Pneumologie
Anti-agrégants plaquettaires et gestes pleuraux : enfin un chiffrage du risque hémorragique !
L’impact des anti-agrégants plaquettaires sur les risques de saignement en cas de geste pleural est loin d’être négligeable mais il était nécessaire d’y mettre un cadre après avoir mené une enquête d’opinion qui donnait un sentiment de dangerosité. D’après un entretien avec Cécile CHENIVESSE.
Une étude française nationale, dont les réusltats sont parus en décembre 2020 dans Chest, a fait le point sur les risques hémorragiques liés à la prise d’anti-agrégants plaquettaires lors d’un geste pleural. Au total, 19 centres ont participé à l’étude, avec plus de 1000 patients inclus, pris en charge dans des services de pneumologie ou de réanimation. Les complications hémorragiques dans 2 groupes de patients ayant eu un geste pleural ont été comparées, 24 heures après le geste. Un groupe comportait 182 patients qui recevainet des anti-agrégants plaquettaires le jour du geste pleural et l’autre groupe comportait des patients qui n’avaient pas eu d’anti-agrégants plaquettaires dans les cinq jours précédant le geste pleural. Les principaux gestes effectués étaient des drainages, des ponctions et des biopsies à l’aveugle. Les complications hémorragiques ayant été prises en compte étaient essentiellment des hémoptysies, des pneumothorax et des hématomes de paroi. Ils étaient considérés comme graves lorsqu’un passage en réanimation, une transfusion ou un geste chirurgical se sont avérés nécessaires.
Des recommandations d’abord élaborées sur un sentiment
Le docteur Cécile Chenivesse, pneumologue au Centre Hospitalier Universitaire de Lille et auteure de ce travail, explique que la Haute Autorité de Santé a souhaité élaborer une conduite à tenir lors des gestes pleuraux chez les patients sous anti-agrégants plaquettaires et de mieux préciser la balance risque hémorragique/risque thrombotique. Une revue de la littérature a donc eu lieu dans cet objectif et aucune donnée sur la fréquence des complications hémorragiques n’a été relevée. Une enquête d’opinion auprès des membres de la SPLF a donc été réalisée et un sentiment de réticence avec le clopidogrel plus important qu’avec l’apsirine en est ressorti. Toutefois, il ne s’agissait que d’un sentiment et la nécessité de cette étude s’est donc imposée.

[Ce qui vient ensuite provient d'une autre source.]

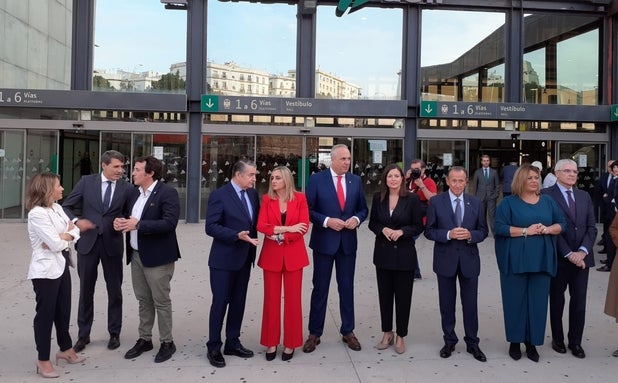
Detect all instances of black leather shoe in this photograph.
[73,336,90,352]
[155,342,176,363]
[303,334,320,352]
[526,343,539,363]
[124,338,152,359]
[466,344,487,362]
[509,343,521,360]
[440,344,455,358]
[223,344,253,358]
[551,340,566,354]
[206,351,225,368]
[281,350,294,362]
[569,344,586,359]
[265,347,277,362]
[107,334,120,350]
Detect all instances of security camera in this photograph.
[161,0,189,10]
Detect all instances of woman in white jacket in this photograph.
[26,173,84,378]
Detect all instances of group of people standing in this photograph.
[27,145,618,377]
[26,150,180,378]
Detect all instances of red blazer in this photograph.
[257,192,309,271]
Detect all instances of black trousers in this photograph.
[77,242,124,338]
[376,267,414,337]
[32,262,73,360]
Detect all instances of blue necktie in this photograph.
[566,190,577,219]
[240,190,253,219]
[455,198,463,227]
[103,181,112,211]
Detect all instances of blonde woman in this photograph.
[26,173,84,378]
[257,166,309,361]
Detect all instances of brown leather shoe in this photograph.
[303,334,320,352]
[341,332,360,351]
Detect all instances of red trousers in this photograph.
[260,269,303,348]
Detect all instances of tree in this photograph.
[151,71,186,91]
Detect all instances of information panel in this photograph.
[202,94,407,118]
[419,101,610,122]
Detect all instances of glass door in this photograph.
[0,130,25,219]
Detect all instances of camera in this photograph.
[410,169,421,180]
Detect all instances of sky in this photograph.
[94,0,586,98]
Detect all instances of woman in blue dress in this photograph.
[495,164,566,362]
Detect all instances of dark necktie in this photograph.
[103,181,112,211]
[337,176,345,210]
[567,190,577,219]
[455,198,463,227]
[240,190,253,219]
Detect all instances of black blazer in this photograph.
[205,182,260,271]
[369,192,423,270]
[62,174,135,257]
[126,181,180,267]
[541,184,597,267]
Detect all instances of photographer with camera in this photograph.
[406,158,438,279]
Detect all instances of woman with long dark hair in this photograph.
[26,173,84,378]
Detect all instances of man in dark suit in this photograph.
[206,160,260,367]
[541,159,597,358]
[425,166,487,362]
[114,156,180,363]
[62,150,134,352]
[303,145,368,352]
[472,154,500,234]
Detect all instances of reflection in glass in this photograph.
[206,1,296,97]
[92,0,187,93]
[416,140,470,192]
[0,0,73,90]
[523,14,599,105]
[421,10,506,102]
[315,6,403,100]
[0,130,25,218]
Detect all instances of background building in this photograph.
[0,0,618,222]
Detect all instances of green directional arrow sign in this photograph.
[609,104,618,121]
[202,94,219,112]
[419,101,438,117]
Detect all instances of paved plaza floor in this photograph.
[0,223,618,383]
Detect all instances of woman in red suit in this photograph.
[257,166,309,361]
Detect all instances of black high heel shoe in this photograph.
[509,343,521,360]
[524,342,539,363]
[281,350,294,362]
[266,346,277,362]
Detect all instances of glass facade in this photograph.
[0,0,73,90]
[315,6,403,100]
[90,0,187,93]
[0,0,618,222]
[420,10,509,102]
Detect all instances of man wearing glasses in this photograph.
[541,159,597,359]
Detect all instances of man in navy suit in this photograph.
[114,156,180,363]
[206,160,260,367]
[472,154,500,233]
[303,145,368,352]
[541,159,597,358]
[62,150,134,352]
[425,166,487,362]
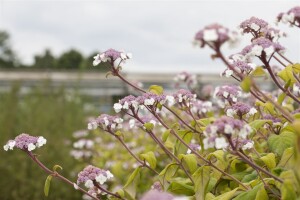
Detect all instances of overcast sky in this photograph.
[0,0,300,73]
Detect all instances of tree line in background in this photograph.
[0,30,107,71]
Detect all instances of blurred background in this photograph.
[0,0,300,200]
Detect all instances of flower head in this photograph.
[88,114,123,131]
[214,85,242,106]
[173,89,197,107]
[241,37,285,58]
[226,102,257,118]
[239,17,268,34]
[93,49,132,67]
[3,133,47,151]
[77,165,113,188]
[277,6,300,27]
[174,72,198,88]
[192,100,213,116]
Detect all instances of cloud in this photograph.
[0,0,300,72]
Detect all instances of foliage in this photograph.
[4,4,300,200]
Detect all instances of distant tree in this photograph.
[32,49,56,69]
[0,30,18,68]
[56,49,84,69]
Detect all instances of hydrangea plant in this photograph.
[4,7,300,200]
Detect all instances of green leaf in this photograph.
[277,93,286,105]
[250,67,267,77]
[240,76,251,92]
[144,122,154,131]
[53,165,62,172]
[123,167,141,199]
[280,180,297,200]
[179,154,198,173]
[140,151,156,169]
[268,131,296,156]
[255,187,269,200]
[233,183,264,200]
[277,147,294,167]
[242,170,257,183]
[277,65,296,84]
[260,153,276,169]
[175,130,193,155]
[44,175,52,197]
[149,85,164,95]
[207,150,227,179]
[168,181,195,196]
[292,63,300,74]
[192,166,210,200]
[212,188,238,200]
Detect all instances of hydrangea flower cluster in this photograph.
[3,133,47,151]
[129,115,160,128]
[239,17,269,34]
[221,59,256,78]
[88,114,123,131]
[232,138,254,151]
[73,139,94,149]
[241,37,285,59]
[214,85,242,107]
[186,143,201,154]
[226,102,257,119]
[73,130,89,138]
[195,24,238,47]
[174,72,198,88]
[77,165,114,188]
[293,83,300,96]
[93,49,132,66]
[203,116,252,149]
[191,100,213,116]
[173,89,197,107]
[114,93,175,113]
[277,6,300,27]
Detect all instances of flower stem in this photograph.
[26,151,99,200]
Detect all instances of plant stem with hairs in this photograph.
[26,151,99,200]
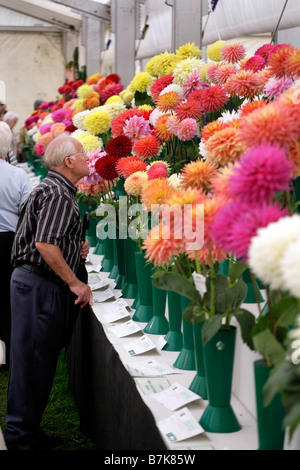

Un nouveau cadre sur la gestion des anti-grégants au cours des gestes pleuraux
Cécile CHENIVESSE précise que les résultats ont été ajustés avec les autres facteurs de risque hémorragiques. Les résultats ont montré que le taux de complications hémorragiques en population totale était faibele avec une incidence de 1,33% à 24 heures, et aucun décès n’est survenu. Toutefois, le taux de complications hémorragiques était plus élevé chez les sujets sous anti-agrégants plaquettaires au moment du geste avec une augmentation de 4,13 de l’odds ratio .Les comlications hémorragiques graves ont eu une incidence de 2,62% chez les patients sous anti-agrégants palquettaires versus 0,32% dans le groupe contrôle, soit un odds ratio de 7,27. Cécile CHENIVESSE relève que tous les accidents hémorragiques ont eu lieu sous aspirine, en précisant la limite que c’est l’anti-agrégant le plus prescrit. Elle souligne que, face à ces chiffres, une démarche systématique d’arrêt ou de baisse des anti-agrégants plaquettaires doit être réalisée si un geste pleural doit être effectué, et que, dans le cas de risque thrombotique trop élevé, il est nécessaire de mettre en place des modalités de réduction du risque hémorragique en utilisant du matériel de petit calibre, en réalisant un repérage sous échographie, par un médecin expérimenté.
En conclusion, le risque d’accident hémorragique chez les patients sous anti-agrégants plaquettaires nécessitant un geste pleural ne doit pas être minimisé et la maîtrise de ce risque doit être le primum movens, avant la réalisation du geste.